Single-cells were sorted from sdLN using a FACSAria III (BD Biosciences), before being encapsulated into droplets with the ChromiumTM Controller (10x Genomics) and processed following manufacturer’s specifications. Transcripts captured in all the cells encapsulated with a bead were uniquely barcoded using a combination of a 16 bp 10x Barcode and a 10 bp unique molecular identifier (UMI). cDNA libraries were generated using the Chromium™ Single Cell 3’ Library & Gel Bead Kit v3 (10x Genomics) following the detailed protocol provided by the manufacturer. Libraries were quantified by QubitTM 3.0 Fluometer (ThermoFisher) and quality was checked using 2100 Bioanalyzer with High Sensitivity DNA kit (Agilent). Libraries were sequenced with the NovaSeq 6000 platform (S1 Cartridge, Illumina) in 50 bp paired-end mode. The hashtag library was demultiplexed using CellRanger software (version 2.0.2). The gene expression library was demultiplexed and pseudo-aligned using kallisto and bustools,⁶⁹ discriminating between spliced and unspliced transcripts. Aligned spliced reads were used to quantify the expression level of mouse genes and generation of gene-barcode matrix. Subsequent data analysis was performed using Seurat R package (version 3.2).⁶⁴

scRNA sequencing analysis

Quality control was performed, and viable cells were selected by excluding cells with UMI counts lower than 800 and above 4500, as well as cells having more than 5% of mitochondrial transcripts and more than 22000 transcripts in total. The contribution of cell cycle genes to the clustering was regressed out with the CellCycleScoring and ScaleData function of Seurat.⁶⁴ 2000 most variable genes used for the anchoring process were used for downstream analysis to calculate principal components, after log-normalization and scaling. Principle component analysis (PCA) was used for dimensionality reduction and to visualize a uniform manifold approximation and projection (UMAP) of the identified clusters. Contaminating cells and clusters were removed from the analysis based on marker genes Cd3e, Cd3g, Trc1, Trbc2, Mafb and Nkg7. P-values comparing gene expression of clusters and samples were calculated with the FindMarker function in Seurat. Gene list for Table S1 was generated using an adjusted p-value cutoff <0.05 and expression in the indicated cluster cutoff >50%.

Sample demultiplexing

Samples were demultiplexed with the HTODemux function integrated in Seurat with standard settings.

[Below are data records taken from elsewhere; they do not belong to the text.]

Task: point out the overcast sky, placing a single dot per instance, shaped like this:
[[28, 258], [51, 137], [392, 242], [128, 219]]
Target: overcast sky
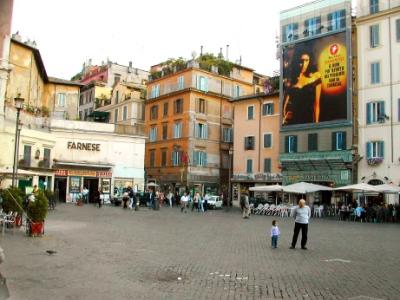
[[147, 32]]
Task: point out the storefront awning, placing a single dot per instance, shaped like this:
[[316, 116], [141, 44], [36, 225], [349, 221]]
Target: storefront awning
[[84, 164]]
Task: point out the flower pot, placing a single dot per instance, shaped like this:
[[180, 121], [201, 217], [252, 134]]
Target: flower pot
[[36, 228]]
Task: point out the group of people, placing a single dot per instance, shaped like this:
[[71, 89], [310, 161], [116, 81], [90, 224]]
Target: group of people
[[302, 214]]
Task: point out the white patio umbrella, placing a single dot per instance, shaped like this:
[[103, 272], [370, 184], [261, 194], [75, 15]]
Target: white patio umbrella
[[359, 187], [305, 188], [268, 189], [388, 188]]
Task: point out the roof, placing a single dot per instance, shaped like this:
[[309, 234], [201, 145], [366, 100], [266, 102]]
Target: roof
[[38, 58], [41, 68], [255, 96], [64, 81]]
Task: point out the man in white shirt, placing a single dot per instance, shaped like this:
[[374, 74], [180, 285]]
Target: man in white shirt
[[184, 201], [302, 214]]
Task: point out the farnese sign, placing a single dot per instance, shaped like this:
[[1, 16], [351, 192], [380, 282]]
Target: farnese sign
[[83, 146]]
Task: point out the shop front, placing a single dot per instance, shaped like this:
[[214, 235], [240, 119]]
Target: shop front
[[69, 183]]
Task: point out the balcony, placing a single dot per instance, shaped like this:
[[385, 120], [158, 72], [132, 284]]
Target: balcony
[[374, 161]]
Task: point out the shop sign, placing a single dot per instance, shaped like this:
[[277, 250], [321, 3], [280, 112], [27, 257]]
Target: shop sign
[[82, 173], [83, 146], [60, 172], [106, 174]]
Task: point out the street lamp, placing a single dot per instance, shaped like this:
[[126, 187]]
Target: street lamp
[[230, 175], [19, 104]]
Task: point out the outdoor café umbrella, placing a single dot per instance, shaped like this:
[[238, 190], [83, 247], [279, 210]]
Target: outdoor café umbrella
[[388, 188], [268, 188], [359, 187], [305, 188]]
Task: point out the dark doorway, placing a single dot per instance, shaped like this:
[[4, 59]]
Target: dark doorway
[[93, 185], [60, 189]]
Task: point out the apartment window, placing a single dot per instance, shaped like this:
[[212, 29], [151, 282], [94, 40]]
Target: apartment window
[[153, 134], [200, 158], [201, 106], [165, 111], [181, 82], [249, 142], [313, 142], [267, 165], [312, 26], [176, 158], [116, 116], [163, 158], [374, 36], [249, 166], [165, 131], [227, 136], [338, 140], [201, 131], [289, 32], [291, 144], [250, 112], [125, 113], [155, 91], [178, 106], [268, 109], [375, 73], [177, 130], [152, 158], [375, 150], [154, 112], [373, 6], [237, 91], [375, 112], [202, 83], [27, 155], [61, 99], [46, 158], [337, 20], [267, 140]]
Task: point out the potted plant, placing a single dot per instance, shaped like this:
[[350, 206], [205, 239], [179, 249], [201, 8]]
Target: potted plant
[[12, 202], [37, 212]]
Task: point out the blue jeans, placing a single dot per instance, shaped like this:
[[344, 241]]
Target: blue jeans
[[274, 241]]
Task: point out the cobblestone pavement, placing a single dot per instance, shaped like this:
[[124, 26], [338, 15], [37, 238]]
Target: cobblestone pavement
[[110, 253]]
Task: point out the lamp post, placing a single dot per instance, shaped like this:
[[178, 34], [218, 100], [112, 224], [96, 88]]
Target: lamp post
[[19, 103], [230, 176]]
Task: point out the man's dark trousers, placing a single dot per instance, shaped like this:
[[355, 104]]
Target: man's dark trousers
[[304, 230]]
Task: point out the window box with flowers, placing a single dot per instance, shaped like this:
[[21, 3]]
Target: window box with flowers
[[374, 161]]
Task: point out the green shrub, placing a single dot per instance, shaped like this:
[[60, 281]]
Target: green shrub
[[12, 200], [37, 210]]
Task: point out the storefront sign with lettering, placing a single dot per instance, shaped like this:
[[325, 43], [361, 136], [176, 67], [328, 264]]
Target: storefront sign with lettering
[[83, 146]]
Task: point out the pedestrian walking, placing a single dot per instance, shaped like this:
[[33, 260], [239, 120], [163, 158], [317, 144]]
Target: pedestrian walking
[[245, 205], [302, 214], [275, 233], [184, 201]]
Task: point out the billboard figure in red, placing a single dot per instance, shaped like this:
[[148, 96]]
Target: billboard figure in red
[[303, 90]]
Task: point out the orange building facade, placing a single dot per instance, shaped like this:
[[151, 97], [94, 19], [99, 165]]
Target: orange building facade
[[256, 142], [188, 120]]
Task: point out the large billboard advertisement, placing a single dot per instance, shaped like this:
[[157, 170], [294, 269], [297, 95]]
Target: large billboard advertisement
[[315, 81]]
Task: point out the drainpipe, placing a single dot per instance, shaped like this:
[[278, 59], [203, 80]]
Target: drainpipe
[[391, 89]]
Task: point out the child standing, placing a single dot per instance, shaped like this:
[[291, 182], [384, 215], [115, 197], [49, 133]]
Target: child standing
[[275, 233]]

Trajectory analysis with Slingshot

Trajectories were predicted using Slingshot 1.4.0 package, using function slingshot with standard settings and starting cluster 5.⁶⁵ The isolated cDC1 lineage was analyzed for sample contribution to each cluster associated with the lineage. The number of cells from each sample was normalized across samples and afterwards the relative frequency of cluster contribution was calculated.

Gene ontology analysis

Genes associated with the pseudotime of the cDC1 lineage were identified by random forest calculation and selected for positive correlation. This gene list was analyzed using PANTHER Classification System (http://www.pantherdb.org) for enriched gene ontology terms and biological processes (PANTHER Overrepresentation Test (Released 20220202), reference list: Mus musculus, Fisher’s exact test with false discovery rate correction).

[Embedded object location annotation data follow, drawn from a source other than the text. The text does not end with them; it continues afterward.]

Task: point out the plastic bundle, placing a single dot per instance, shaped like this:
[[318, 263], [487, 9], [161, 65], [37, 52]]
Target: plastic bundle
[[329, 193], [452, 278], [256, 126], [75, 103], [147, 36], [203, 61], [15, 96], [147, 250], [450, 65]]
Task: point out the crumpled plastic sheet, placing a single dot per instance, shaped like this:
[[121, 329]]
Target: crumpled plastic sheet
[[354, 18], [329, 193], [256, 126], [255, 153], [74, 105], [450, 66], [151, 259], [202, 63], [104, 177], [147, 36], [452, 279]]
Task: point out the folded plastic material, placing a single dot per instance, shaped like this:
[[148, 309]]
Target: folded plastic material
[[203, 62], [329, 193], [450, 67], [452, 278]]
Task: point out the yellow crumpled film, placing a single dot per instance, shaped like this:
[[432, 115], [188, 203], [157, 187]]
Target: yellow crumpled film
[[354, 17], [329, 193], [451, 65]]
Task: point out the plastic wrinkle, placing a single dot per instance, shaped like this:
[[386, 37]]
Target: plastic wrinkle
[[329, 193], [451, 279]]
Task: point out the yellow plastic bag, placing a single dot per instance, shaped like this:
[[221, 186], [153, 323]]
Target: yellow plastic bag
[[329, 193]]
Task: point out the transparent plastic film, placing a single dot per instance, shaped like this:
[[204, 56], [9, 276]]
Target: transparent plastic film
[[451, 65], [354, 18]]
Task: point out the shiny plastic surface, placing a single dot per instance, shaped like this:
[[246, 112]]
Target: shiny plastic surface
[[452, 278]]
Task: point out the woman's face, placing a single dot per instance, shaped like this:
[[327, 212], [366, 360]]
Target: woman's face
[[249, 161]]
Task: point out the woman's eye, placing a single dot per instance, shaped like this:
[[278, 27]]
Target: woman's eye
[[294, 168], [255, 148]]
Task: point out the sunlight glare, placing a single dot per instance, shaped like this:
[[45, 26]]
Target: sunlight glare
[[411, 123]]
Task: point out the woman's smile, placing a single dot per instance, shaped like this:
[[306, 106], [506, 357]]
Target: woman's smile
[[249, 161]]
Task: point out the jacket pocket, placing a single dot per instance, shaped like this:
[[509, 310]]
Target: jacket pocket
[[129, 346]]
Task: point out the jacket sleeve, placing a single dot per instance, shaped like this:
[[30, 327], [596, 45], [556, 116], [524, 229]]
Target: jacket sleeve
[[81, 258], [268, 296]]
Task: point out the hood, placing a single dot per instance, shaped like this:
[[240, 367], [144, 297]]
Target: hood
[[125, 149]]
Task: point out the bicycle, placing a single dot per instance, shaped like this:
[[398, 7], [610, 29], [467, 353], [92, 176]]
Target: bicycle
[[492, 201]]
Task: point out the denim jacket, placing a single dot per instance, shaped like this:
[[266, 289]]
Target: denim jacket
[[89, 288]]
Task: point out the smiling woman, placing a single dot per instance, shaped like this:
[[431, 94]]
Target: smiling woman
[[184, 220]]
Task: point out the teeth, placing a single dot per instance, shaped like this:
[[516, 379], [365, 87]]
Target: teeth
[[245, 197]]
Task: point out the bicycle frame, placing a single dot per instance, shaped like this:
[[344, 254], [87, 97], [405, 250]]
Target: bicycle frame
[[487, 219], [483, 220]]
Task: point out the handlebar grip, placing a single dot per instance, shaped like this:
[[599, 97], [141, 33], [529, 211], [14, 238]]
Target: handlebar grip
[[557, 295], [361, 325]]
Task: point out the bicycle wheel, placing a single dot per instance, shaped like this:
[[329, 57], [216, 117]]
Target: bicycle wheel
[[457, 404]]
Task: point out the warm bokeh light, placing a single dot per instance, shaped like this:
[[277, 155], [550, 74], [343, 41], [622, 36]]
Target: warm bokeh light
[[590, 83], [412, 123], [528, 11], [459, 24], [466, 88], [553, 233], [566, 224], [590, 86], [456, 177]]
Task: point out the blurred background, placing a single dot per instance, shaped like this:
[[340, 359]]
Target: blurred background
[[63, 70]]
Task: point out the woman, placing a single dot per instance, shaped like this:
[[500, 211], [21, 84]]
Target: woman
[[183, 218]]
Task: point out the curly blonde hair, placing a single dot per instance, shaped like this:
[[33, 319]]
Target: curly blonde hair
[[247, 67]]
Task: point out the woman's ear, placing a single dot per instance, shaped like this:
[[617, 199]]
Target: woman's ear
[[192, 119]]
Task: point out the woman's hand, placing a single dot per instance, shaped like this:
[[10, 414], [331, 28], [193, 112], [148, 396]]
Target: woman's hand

Quantification and statistical analysis

Apart from the genomic data, all the biological data were analyzed using Prism 9 software (GraphPad) by two-tailed paired Student’s t-test if the matching data points for compared groups are linked with lines, two-tailed unpaired Student’s t-test if the matching data points for compared groups are not linked with lines or one-way ANOVA test if 3 or more groups were compared. All data are presented as mean±SD unless indicated in the figure legends.

Published: July 17, 2023

Supplemental information

Table S1. Early preDC DEGs, related to Figure 2

Differentially expressed genes in cluster 5 from Figure 2G, which was re-analyzed separately, resulting in 4 sub-clusters.

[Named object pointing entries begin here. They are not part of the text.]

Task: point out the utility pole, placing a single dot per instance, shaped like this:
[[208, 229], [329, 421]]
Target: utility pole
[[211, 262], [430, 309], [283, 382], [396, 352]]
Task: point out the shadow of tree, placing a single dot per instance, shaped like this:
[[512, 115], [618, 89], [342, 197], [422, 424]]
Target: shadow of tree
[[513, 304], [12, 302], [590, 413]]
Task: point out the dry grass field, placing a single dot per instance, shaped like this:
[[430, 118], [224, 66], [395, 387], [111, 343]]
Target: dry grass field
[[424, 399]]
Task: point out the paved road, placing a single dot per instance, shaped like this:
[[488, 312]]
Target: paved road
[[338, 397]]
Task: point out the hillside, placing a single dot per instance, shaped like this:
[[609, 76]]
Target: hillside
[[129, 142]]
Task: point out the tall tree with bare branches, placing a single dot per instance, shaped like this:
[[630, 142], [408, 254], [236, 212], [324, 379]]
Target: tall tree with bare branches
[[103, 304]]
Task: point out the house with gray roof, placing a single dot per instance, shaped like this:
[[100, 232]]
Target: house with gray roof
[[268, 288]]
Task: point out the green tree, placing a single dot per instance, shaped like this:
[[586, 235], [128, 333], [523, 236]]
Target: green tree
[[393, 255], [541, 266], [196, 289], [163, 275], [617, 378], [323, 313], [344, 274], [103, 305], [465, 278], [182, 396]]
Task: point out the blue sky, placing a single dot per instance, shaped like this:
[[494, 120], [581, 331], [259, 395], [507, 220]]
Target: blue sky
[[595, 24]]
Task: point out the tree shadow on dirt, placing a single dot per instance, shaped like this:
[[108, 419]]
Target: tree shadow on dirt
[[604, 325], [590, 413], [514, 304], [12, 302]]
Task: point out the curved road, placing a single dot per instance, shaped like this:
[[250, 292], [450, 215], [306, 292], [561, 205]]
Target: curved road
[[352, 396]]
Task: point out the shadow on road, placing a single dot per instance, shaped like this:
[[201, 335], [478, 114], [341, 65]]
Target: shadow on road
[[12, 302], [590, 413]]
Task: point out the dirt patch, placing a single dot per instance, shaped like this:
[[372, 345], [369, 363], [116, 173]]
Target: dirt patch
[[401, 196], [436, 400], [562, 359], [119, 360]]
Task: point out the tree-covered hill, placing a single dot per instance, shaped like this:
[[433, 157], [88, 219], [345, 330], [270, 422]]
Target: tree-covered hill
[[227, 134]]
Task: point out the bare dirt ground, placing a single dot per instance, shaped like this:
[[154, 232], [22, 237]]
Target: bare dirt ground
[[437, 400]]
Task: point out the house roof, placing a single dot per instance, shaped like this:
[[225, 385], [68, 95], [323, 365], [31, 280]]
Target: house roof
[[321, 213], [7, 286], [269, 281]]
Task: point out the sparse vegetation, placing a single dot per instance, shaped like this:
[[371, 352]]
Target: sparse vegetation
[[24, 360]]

Data and code availability

• •Single cell RNA sequencing data have been deposited at GEO and are publicly available as of the date of publication. Accession number is listed in the key resources table.
• •This paper does not report original code.
• •Any additional information required to reanalyze the data reported in this paper is available from the lead contact upon request.